The industry trade association, the Securities Industry Association, argues that “investors will soon find that they are receiving less, rather than more, relevant financial information from public companies”, as a result of the move.

The SIA says the new policy will likely restrict the flow of useful information to investors and severely limit transparency. “Regulation FD is well-intentioned, but it will actually hurt, rather than help, the investing public,” said Stuart Kaswell, SIA senior vice president and general counsel.

“Although we appreciate the SEC’s recent efforts to address some of the industry’s concerns by modifying sections of the regulation and allowing for exemptions, we still find Regulation FD to be unacceptable. The changes do not address our fundamental concern — analysts should be allowed to ferret out information on behalf of investors,” Kaswell added.
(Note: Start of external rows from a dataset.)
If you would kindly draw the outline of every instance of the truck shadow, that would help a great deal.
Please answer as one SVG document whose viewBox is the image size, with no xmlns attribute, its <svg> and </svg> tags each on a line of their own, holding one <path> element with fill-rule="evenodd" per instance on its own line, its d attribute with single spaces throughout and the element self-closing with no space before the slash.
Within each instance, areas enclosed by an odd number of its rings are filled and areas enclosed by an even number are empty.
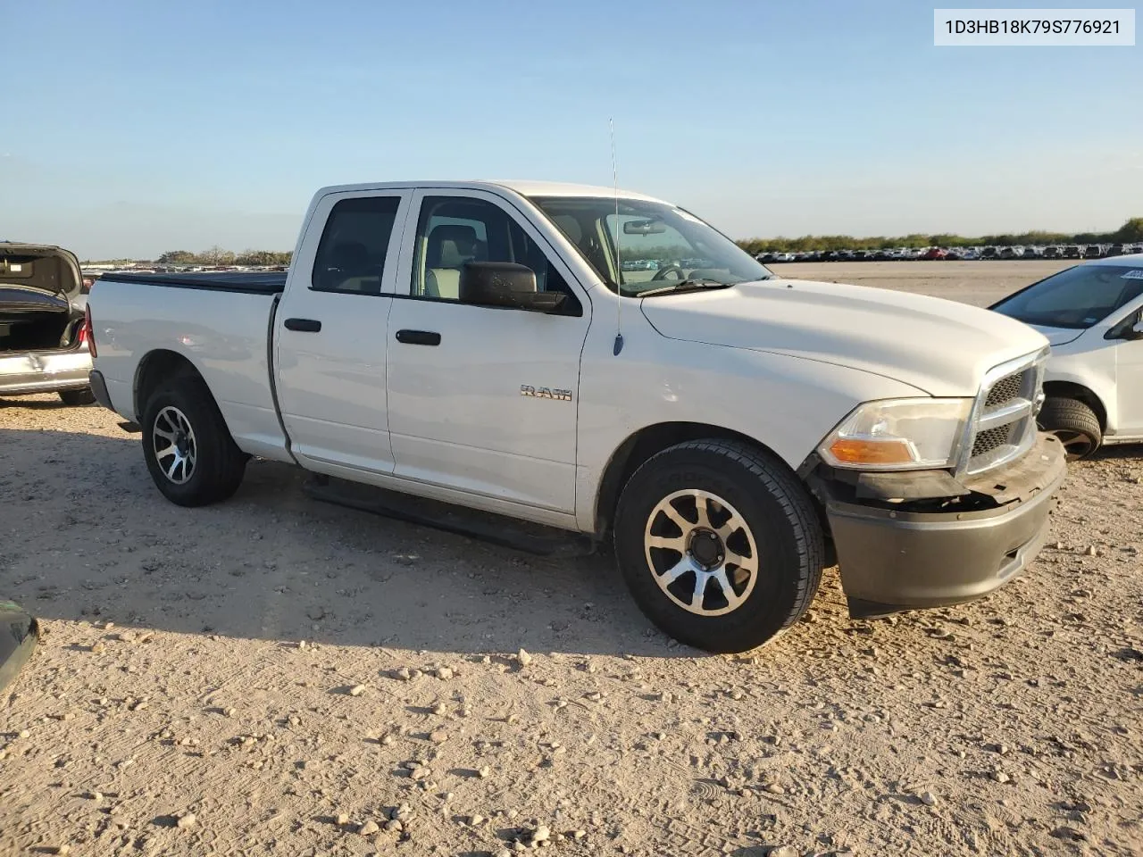
<svg viewBox="0 0 1143 857">
<path fill-rule="evenodd" d="M 338 646 L 694 655 L 609 555 L 537 558 L 318 503 L 253 460 L 206 508 L 159 495 L 136 436 L 0 428 L 0 596 L 43 619 Z"/>
</svg>

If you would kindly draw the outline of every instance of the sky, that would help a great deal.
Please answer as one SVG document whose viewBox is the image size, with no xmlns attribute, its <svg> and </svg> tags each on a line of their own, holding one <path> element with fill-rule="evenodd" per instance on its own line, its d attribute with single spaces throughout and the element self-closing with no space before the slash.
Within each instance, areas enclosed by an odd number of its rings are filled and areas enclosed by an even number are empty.
<svg viewBox="0 0 1143 857">
<path fill-rule="evenodd" d="M 613 118 L 621 186 L 735 238 L 1143 215 L 1143 42 L 937 48 L 894 0 L 5 6 L 0 240 L 83 258 L 291 249 L 329 184 L 610 185 Z"/>
</svg>

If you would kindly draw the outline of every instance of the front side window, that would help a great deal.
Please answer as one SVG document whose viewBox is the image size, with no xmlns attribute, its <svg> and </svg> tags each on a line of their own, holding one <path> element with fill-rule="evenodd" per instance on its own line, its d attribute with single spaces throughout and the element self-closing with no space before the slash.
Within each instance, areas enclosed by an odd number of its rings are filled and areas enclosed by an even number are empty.
<svg viewBox="0 0 1143 857">
<path fill-rule="evenodd" d="M 594 197 L 531 201 L 622 295 L 672 283 L 730 286 L 773 275 L 718 230 L 674 206 L 633 199 L 616 206 L 615 199 Z"/>
<path fill-rule="evenodd" d="M 467 262 L 513 262 L 536 274 L 537 291 L 567 295 L 562 313 L 580 303 L 544 250 L 504 209 L 471 197 L 425 197 L 417 221 L 411 295 L 458 301 Z"/>
<path fill-rule="evenodd" d="M 334 206 L 313 262 L 311 288 L 379 295 L 400 197 L 358 197 Z"/>
<path fill-rule="evenodd" d="M 1085 329 L 1143 294 L 1143 265 L 1077 265 L 1032 283 L 992 309 L 1026 325 Z"/>
</svg>

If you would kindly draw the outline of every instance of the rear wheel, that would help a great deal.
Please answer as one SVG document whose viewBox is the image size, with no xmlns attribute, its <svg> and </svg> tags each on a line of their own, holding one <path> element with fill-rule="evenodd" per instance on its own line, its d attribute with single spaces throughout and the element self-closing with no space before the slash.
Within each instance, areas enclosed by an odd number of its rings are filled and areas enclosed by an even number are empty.
<svg viewBox="0 0 1143 857">
<path fill-rule="evenodd" d="M 735 441 L 652 457 L 615 521 L 620 570 L 639 607 L 677 640 L 744 651 L 797 622 L 824 564 L 822 527 L 793 473 Z"/>
<path fill-rule="evenodd" d="M 1049 395 L 1036 422 L 1060 439 L 1069 462 L 1086 458 L 1103 443 L 1100 418 L 1078 399 Z"/>
<path fill-rule="evenodd" d="M 247 460 L 206 383 L 193 376 L 174 378 L 147 399 L 143 457 L 159 490 L 181 506 L 205 506 L 233 495 Z"/>
<path fill-rule="evenodd" d="M 62 390 L 59 392 L 59 400 L 70 408 L 77 408 L 80 405 L 91 405 L 95 401 L 95 393 L 91 392 L 91 387 L 86 390 Z"/>
</svg>

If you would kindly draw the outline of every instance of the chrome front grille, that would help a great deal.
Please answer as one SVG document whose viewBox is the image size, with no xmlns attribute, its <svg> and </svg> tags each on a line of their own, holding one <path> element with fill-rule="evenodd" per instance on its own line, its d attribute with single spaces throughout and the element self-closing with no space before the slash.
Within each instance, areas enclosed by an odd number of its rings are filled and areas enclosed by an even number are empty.
<svg viewBox="0 0 1143 857">
<path fill-rule="evenodd" d="M 974 475 L 1018 458 L 1036 442 L 1036 415 L 1044 401 L 1048 350 L 1012 360 L 984 376 L 958 472 Z"/>
</svg>

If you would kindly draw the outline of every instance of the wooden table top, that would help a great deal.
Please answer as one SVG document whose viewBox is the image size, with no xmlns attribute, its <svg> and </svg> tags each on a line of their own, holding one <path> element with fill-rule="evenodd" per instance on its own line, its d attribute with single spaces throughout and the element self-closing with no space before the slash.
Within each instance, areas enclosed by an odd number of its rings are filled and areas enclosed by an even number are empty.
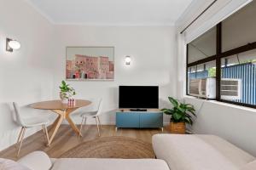
<svg viewBox="0 0 256 170">
<path fill-rule="evenodd" d="M 89 100 L 76 99 L 75 105 L 62 104 L 61 100 L 49 100 L 31 104 L 30 106 L 34 109 L 42 110 L 67 110 L 84 107 L 91 104 Z"/>
</svg>

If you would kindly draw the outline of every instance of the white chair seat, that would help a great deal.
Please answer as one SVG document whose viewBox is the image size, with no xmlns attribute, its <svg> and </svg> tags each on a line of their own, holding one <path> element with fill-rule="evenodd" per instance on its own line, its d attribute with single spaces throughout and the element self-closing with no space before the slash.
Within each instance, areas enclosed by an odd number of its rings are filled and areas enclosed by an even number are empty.
<svg viewBox="0 0 256 170">
<path fill-rule="evenodd" d="M 49 123 L 49 121 L 45 117 L 26 118 L 23 121 L 26 123 L 26 128 L 42 126 Z"/>
<path fill-rule="evenodd" d="M 17 145 L 19 145 L 17 156 L 19 156 L 26 128 L 32 128 L 39 126 L 42 127 L 42 129 L 47 139 L 47 143 L 49 144 L 49 134 L 46 128 L 46 125 L 49 122 L 49 117 L 45 117 L 44 116 L 37 116 L 30 118 L 21 117 L 21 113 L 29 112 L 30 110 L 32 110 L 32 109 L 23 107 L 22 110 L 20 110 L 18 104 L 16 104 L 15 102 L 13 102 L 13 105 L 16 115 L 16 122 L 21 127 L 17 140 Z"/>
</svg>

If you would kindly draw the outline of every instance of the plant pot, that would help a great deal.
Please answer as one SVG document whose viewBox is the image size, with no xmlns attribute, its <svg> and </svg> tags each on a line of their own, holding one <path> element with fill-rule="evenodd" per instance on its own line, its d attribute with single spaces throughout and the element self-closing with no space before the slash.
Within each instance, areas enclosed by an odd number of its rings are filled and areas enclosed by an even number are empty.
<svg viewBox="0 0 256 170">
<path fill-rule="evenodd" d="M 171 133 L 184 134 L 186 133 L 185 122 L 171 122 L 170 123 Z"/>
<path fill-rule="evenodd" d="M 61 103 L 62 103 L 62 104 L 68 104 L 68 99 L 63 99 L 61 100 Z"/>
<path fill-rule="evenodd" d="M 60 92 L 60 98 L 61 100 L 65 99 L 65 94 Z"/>
</svg>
“The fact that news organizations sought and received special exemptions only serves to support our argument,” Kaswell said. “They argued that they need the same access that we want. But our industry has a fiduciary responsible in managing clients’ money — they don’t.”

“Regulation FD will do the exact opposite of what it’s intended to do,” Kaswell continued. “It’s bad for the markets, and, hence, it’s bad for investors.”

On the other side of the Street, the North American Securities Administrators Association, representing state regulators, Canada’s provincial regulators, along with D.C. and Puerto Rico, came out strongly in favour of the SEC’s split decision.

NASAA president, Brad Skolnik, says, “Regulation FD is another important step in the democratization of Wall Street. In the age of the Internet and 24-hour financial news, there?s no reason for an uneven information playing field on Wall Street. Why shouldn’t investors on Main Street have access to the same information as the pros on Wall Street? Information has empowered our new nation of shareholders, and we need more of it. Chairman Levitt and the SEC understand that.”